Using VIR-Dawn observations of Ceres at low phase angles (Fig. 1) performed during XMO4 phase we characterized the OE effect on the dwarf planet and extended the spectrophotometric investigation of Ciarniello et al. (2017) to the broad α ≈ 0°−132° interval (Fig. 2).

The phase curve for Ceres as derived from VIR shows a progressive decrease in the back-scattering behavior with wavelength across the VIS-IR spectral range (Fig. 3). The reduction in back-scattering is larger at VIS wavelengths (Fig. 4), suggesting a relation to roughness at submicron scale hosted on the ≈100 μm-sized regolith (Raponi et al. 2019b). Conversely, at low phase angles (α < 10°), the shape of the phase curve for Ceres is fairly constant in the VIS range, and shows only minor variability in the IR (α < 2°) (Fig. 5). For the latter case, the availability of only one IR observation prevents us from drawing firm conclusions on the nature of these variations, which could be the effect of surface spatial variability, since in a single acquisition, different phase angles sample different positions on the surface.

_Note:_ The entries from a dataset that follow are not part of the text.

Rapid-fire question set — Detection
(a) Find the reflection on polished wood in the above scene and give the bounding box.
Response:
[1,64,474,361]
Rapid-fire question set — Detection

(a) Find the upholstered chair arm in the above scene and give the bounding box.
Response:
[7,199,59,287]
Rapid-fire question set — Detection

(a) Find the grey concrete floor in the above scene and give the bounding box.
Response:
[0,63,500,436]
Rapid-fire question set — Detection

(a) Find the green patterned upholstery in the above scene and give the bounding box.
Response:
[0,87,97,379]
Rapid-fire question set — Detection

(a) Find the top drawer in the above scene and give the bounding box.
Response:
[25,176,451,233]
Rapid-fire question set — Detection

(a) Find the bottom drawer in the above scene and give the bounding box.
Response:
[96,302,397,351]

The phase curve for Ceres was modeled by means of Hapke’s theory. Different implementations were tested by assuming: (1) a two-parameter Henyey-Greenstein SPPF and a free-to-exceed-unity opposition effect amplitude B0SH (S2); (2) a two-parameter Henyey-Greenstein SPPF and B0SH ≤ 1 (S3); and (3) a three-parameter Henyey-Greenstein SPPF and B0SH ≤ 1 (S4). Solutions S2 and S4 provided the most accurate results (accuracy at VIS wavelengths of the order of 7%). Among these two, S4 allowed us to attempt a physical interpretation of the OE angular width parameter hSH in terms of porosity of the regolith, under the assumption that SH is the main mechanism producing the opposition surge. In particular, the fairly constant value of hSH ≈ 0.04 at VIS wavelengths would correspond to a very porous material with P ≈ 0.9. Such high porosity, which we further confirmed by comparison of Ceres’ phase curve with Monte Carlo ray-tracing simulations (Fig. A.2), can contribute to producing the low thermal inertia of Ceres (Müller & Lagerros 1998; Chamberlain et al. 2009; Rognini et al. 2019).

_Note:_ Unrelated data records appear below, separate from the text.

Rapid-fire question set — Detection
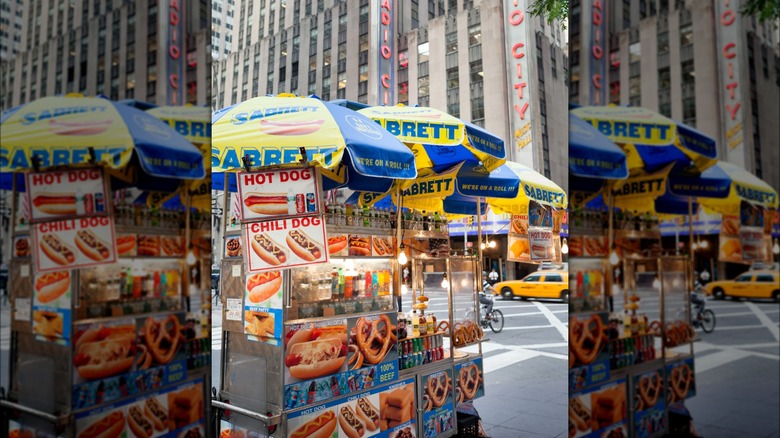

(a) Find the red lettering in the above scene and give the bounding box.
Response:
[726,102,739,120]
[515,82,528,99]
[723,43,737,59]
[726,82,738,99]
[168,46,181,59]
[720,9,737,26]
[509,9,525,26]
[512,43,525,59]
[591,46,604,59]
[591,74,601,90]
[515,102,528,120]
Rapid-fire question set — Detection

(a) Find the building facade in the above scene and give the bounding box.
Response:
[0,0,211,109]
[569,0,780,188]
[212,0,568,188]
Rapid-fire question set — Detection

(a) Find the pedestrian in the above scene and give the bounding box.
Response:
[488,268,498,286]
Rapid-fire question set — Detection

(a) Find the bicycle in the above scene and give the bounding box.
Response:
[691,291,715,333]
[466,294,504,333]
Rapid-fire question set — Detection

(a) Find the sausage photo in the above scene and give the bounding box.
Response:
[75,230,111,262]
[35,271,70,304]
[328,234,347,254]
[290,410,336,438]
[339,405,366,438]
[287,230,322,262]
[284,326,347,379]
[260,119,325,135]
[40,234,76,266]
[244,192,287,215]
[251,234,287,266]
[246,271,282,304]
[78,411,125,438]
[32,193,76,215]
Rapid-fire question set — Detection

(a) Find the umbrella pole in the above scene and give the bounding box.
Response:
[394,186,402,312]
[688,196,696,290]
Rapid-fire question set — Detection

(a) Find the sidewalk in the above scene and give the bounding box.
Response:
[474,357,569,438]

By means of OE observations and Hapke’s modeling, we estimated Ceres’ geometric albedo across the whole investigated spectral range (0.465-4.05 μm; Fig. 9), providing a value of 0.098 ± 0.007 at 0.55 μm (0.097 ± 0.007 when integrated across the V -band) in good agreement with results in the VIS range from Reddy et al. (2015), Schröder et al. (2018), and Li et al. (2019).

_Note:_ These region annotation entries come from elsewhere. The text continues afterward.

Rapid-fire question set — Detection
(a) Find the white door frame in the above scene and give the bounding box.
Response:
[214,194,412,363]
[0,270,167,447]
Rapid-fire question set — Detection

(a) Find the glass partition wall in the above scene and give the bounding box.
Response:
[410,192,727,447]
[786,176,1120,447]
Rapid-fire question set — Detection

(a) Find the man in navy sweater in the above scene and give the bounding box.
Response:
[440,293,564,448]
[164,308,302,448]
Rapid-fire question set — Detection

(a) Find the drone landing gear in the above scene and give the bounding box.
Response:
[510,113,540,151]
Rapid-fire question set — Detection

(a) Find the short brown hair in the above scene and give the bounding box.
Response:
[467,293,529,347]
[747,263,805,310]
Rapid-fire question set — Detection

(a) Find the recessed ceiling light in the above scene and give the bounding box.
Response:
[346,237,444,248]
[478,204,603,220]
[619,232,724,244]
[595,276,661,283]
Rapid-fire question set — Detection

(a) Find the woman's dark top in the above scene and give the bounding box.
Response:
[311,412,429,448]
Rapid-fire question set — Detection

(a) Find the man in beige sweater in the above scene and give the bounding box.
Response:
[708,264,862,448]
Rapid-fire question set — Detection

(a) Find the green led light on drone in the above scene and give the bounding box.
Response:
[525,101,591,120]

With the aim of characterizing the OE variability across the part of the surface sampled by the low-phase-angle observations, the reflectance surge angular width was mapped. This latter was derived by fitting an empirical exponential model to VIR VIS data in the 0°−7° phase angle range (Fig. 10). No evident correlation was found between the spatial distribution of the OE angular width and surface albedo. In addition, the average OE angular width is fairly constant across the VIS range and does not correlate with the average albedo at different wavelengths (Table 3). Nonetheless, spatial variability of OE angular width can be recognized, suggesting local variability of physical properties such as regolith porosity and grain size distribution (Fig. 11).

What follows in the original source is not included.